The current treatment options of PDA include surgery, chemotherapy, radiation therapy, and symptom control. More than 80% of PDA patients are diagnosed at an advanced stage and are not suitable candidates for surgery, which is the only potential cure. PDA is highly resistant to traditional chemotherapy and radiation therapy. Few chemotherapeutic agents have been shown to have reproducible response rates of more than 10%. 5-Fluorouracil (5-FU) is an inhibitor of thymidylate synthetase, which is essential for synthesis of DNA nucleotides, and has been the most widely used in advanced pancreatic cancer, with a median survival of around 5–6 months and is better than the best supportive care ^99-101. The current preferred chemotherapeutic agent is gemcitabine, which showed an improved 1-year survival rate compared to 5-FU (18% vs. 2%). Gemcitabine also is less toxic and has higher clinical response when compared to 5-FU (24% vs. 5%) ¹⁰². Recent clinical trials suggested that a combination treatment of gemcitabine and other chemotherapeutics showed better survival than gemcitabine alone. The best combinations may be with capecitabine or platinum-based agents,  which induces less toxicity ^101,103. Target based drugs such as Erlotinib (an EGFR tyrosine kinase inhibitor) and cetuximab (antibody to EGFR) are also being explored to treat pancreatic cancer in combination with gemcitabine. 
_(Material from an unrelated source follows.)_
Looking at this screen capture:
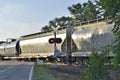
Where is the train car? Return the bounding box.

Radiotherapy has been widely used for the treatment of pancreatic cancer. However, there is no evidence showing that radiation provides any additional beneficial effects ¹⁰¹. Results from clinical trials demonstrated that radiation induced strong toxicity and significantly reduced median survival when combined with gemcitabine ¹⁰¹.

Radical resection alone will result in a 5-year survival rate of only 10% owing to recurrence after surgery ¹⁰⁴. Nearly all patients develop metastatic disease, most commonly of the liver and peritoneum but also the lungs, and this may occur with or without local recurrence ^100,104. After pancreatic resection, adjuvant systemic chemotherapy is preferred and increases the 5-year survival from 9% to 12% with resection alone to 21% to 29% and 23% with either 5FU and folinic acid or gemcitabine, respectively ^105-107.